LONDON (AP) — For one British prime minister, choosing between the Olympics Games and cricket was a no-brainer.
Archival records released by the U.K. government on Tuesday reveal that aides tried to persuade Prime Minister John Major that attending the 1996 Summer Games in Atlanta would be good for his “street cred.”
Major, who was prime minister between 1990 and 1997, would have been scheduled to make a three-day trip in late July that included the rowing pairs final that would bring Britain it’s only gold medal at the Atlanta Games.
Trying to make the Olympics more appealing to the prime minister, one aide mentioned that South African President Nelson Mandela, U.S. President Bill Clinton and French President Jacques Chirac were all due to be there.
Downing Street staff also appealed to Major's ego, according to the newly released records.

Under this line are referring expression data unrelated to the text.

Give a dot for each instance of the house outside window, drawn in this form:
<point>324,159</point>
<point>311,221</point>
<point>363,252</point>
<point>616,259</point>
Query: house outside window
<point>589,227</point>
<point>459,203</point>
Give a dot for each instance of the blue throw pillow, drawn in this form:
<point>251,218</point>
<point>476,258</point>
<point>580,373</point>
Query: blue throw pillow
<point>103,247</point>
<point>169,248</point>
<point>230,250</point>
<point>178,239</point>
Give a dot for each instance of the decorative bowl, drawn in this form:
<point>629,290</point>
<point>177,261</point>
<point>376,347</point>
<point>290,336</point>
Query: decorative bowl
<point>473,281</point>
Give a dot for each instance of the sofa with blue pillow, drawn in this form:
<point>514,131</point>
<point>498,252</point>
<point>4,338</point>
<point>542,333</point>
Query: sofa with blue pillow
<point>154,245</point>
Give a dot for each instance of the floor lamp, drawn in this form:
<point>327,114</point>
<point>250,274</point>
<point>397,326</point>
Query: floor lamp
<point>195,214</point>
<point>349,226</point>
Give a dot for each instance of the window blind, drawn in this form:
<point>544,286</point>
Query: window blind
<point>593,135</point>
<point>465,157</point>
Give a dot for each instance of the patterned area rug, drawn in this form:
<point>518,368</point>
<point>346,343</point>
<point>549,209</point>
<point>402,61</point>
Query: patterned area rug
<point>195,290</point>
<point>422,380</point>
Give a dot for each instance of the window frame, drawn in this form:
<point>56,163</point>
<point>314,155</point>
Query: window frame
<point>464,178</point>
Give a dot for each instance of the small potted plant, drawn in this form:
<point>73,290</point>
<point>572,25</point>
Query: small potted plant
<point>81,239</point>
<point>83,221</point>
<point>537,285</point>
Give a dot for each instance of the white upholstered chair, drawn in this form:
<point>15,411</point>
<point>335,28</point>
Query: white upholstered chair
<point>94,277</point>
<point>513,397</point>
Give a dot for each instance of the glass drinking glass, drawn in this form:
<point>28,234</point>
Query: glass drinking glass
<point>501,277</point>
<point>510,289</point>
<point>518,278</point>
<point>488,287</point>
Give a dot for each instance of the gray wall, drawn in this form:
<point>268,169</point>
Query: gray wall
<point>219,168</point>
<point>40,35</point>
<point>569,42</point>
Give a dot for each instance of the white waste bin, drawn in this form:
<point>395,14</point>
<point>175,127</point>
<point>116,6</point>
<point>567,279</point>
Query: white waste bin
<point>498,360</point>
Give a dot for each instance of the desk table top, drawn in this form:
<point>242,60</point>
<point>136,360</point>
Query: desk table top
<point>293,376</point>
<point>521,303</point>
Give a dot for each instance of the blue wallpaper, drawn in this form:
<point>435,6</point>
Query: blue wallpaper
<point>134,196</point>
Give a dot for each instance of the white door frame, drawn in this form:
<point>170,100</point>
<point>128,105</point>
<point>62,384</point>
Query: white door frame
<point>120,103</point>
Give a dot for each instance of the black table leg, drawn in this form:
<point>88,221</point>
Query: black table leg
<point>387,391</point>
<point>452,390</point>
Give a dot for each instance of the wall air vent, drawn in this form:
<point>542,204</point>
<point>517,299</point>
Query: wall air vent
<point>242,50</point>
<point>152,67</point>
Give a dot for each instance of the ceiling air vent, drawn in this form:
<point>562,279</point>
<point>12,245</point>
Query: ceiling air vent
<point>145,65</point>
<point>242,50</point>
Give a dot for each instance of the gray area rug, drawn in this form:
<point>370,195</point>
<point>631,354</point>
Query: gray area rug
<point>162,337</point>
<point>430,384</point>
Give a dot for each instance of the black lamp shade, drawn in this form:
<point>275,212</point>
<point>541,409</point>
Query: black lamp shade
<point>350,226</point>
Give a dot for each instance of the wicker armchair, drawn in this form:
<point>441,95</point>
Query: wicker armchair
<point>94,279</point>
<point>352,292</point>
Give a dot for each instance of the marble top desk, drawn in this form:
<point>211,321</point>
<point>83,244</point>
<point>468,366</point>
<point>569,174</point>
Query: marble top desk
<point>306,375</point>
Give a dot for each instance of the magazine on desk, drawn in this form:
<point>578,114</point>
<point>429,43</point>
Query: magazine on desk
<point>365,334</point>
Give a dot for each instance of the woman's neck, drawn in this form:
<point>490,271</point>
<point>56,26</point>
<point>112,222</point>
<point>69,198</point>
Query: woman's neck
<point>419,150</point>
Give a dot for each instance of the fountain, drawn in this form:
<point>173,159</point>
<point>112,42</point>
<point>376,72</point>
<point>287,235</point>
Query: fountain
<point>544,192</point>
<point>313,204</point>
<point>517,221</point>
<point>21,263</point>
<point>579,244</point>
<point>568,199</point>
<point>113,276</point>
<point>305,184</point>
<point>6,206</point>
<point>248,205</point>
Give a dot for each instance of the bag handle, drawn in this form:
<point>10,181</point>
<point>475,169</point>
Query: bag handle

Private secretary Rachael Reynolds told the prime minister that making the trip across the pond “is worth doing, if you can bear it.”
"Some of the best pictures we see of you in the media are in relaxed, jacket off mode and there would be plenty of opportunity for that in Atlanta," Reynolds wrote.
“You have established your street cred in this area so well, it would be a pity to miss an opportunity which only comes up every four years,” she added.
The appeals were to no avail. Major decided to stay home in London to watch a cricket Test match that England ended up losing to Pakistan.
The details came from a wave of archival records the British government released to comply with a law requiring certain records to be made public 20 to 30 years after they were created.